Giving iron supplements to children who are not iron deficient may predispose them to infections, including malaria. A large study in Pemba, Tanzania, showed that iron supplemented children were more likely to die or be admitted to hospital. In that study, iron supplementation increased the risk of malaria-related events by 16%. However, in iron deficient children, iron supplementation was not harmful.
How to manage iron deficiency
There are multiple causes of iron deficiency in children. These can include eating diets low in iron, impaired absorption of iron, excessive loss of iron through injury, increased iron need for growth, or genetic factors.
Iron in foods such as meat, fish and poultry is easily absorbed while iron found in plant foods, such as vegetables, cereals, beans and lentils, is poorly absorbed.
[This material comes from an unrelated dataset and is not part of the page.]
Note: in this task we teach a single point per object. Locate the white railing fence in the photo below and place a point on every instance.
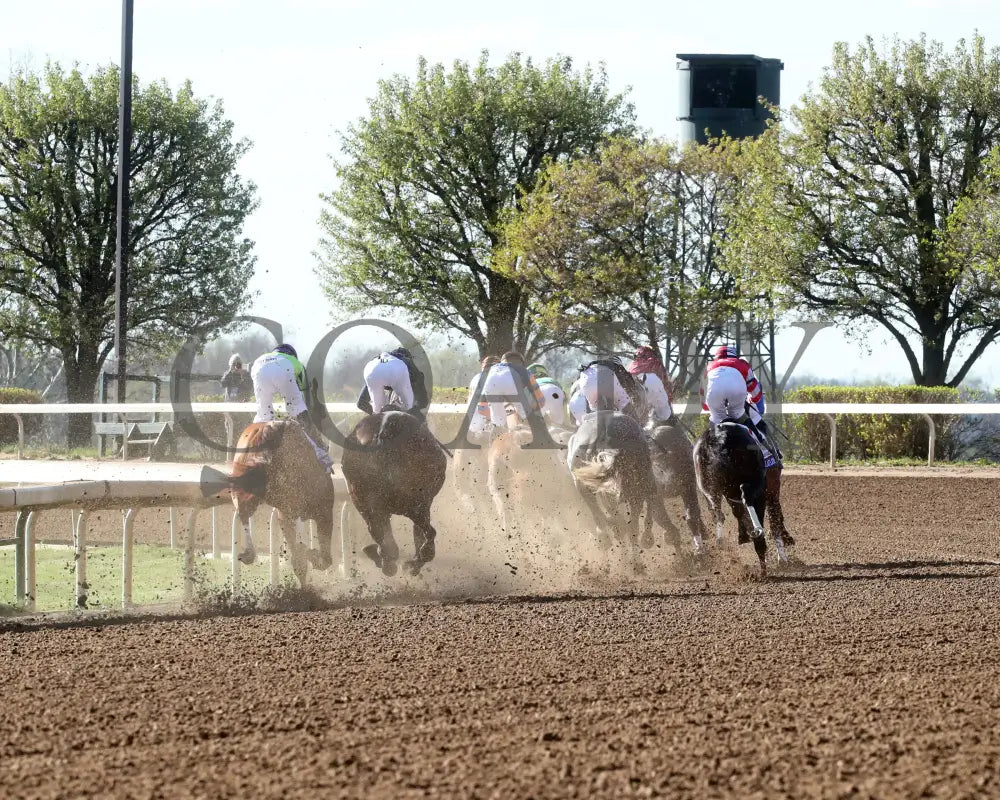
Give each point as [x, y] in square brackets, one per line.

Eating fruits rich in vitamin C enhances iron absorption. Grains and tea contain substances that inhibit iron absorption.
The need for iron varies. For example, iron requirements increase during the first year of a child’s growth. This means that weaning children should be supplemented with foods rich in iron.
In sub-Saharan Africa, chronic infections such as malaria, HIV, and TB are common. These diseases may be an underlying cause of iron deficiency. This is because they can cause a blockade of dietary iron absorption. Thus, even iron supplements may not be effectively absorbed in the presence of infections. The fortification of foods has also been associated with gut disorders since unabsorbed iron favours the growth of bad bacteria.
What this shows is that managing iron deficiency is complex and an integrated approach is required. Our study suggests that improved control of malaria and other infections would also improve assessment of iron status in African children.
Improved control of infections may also improve absorption of iron although future research should quantify the benefits of such an approach in addressing iron deficiency.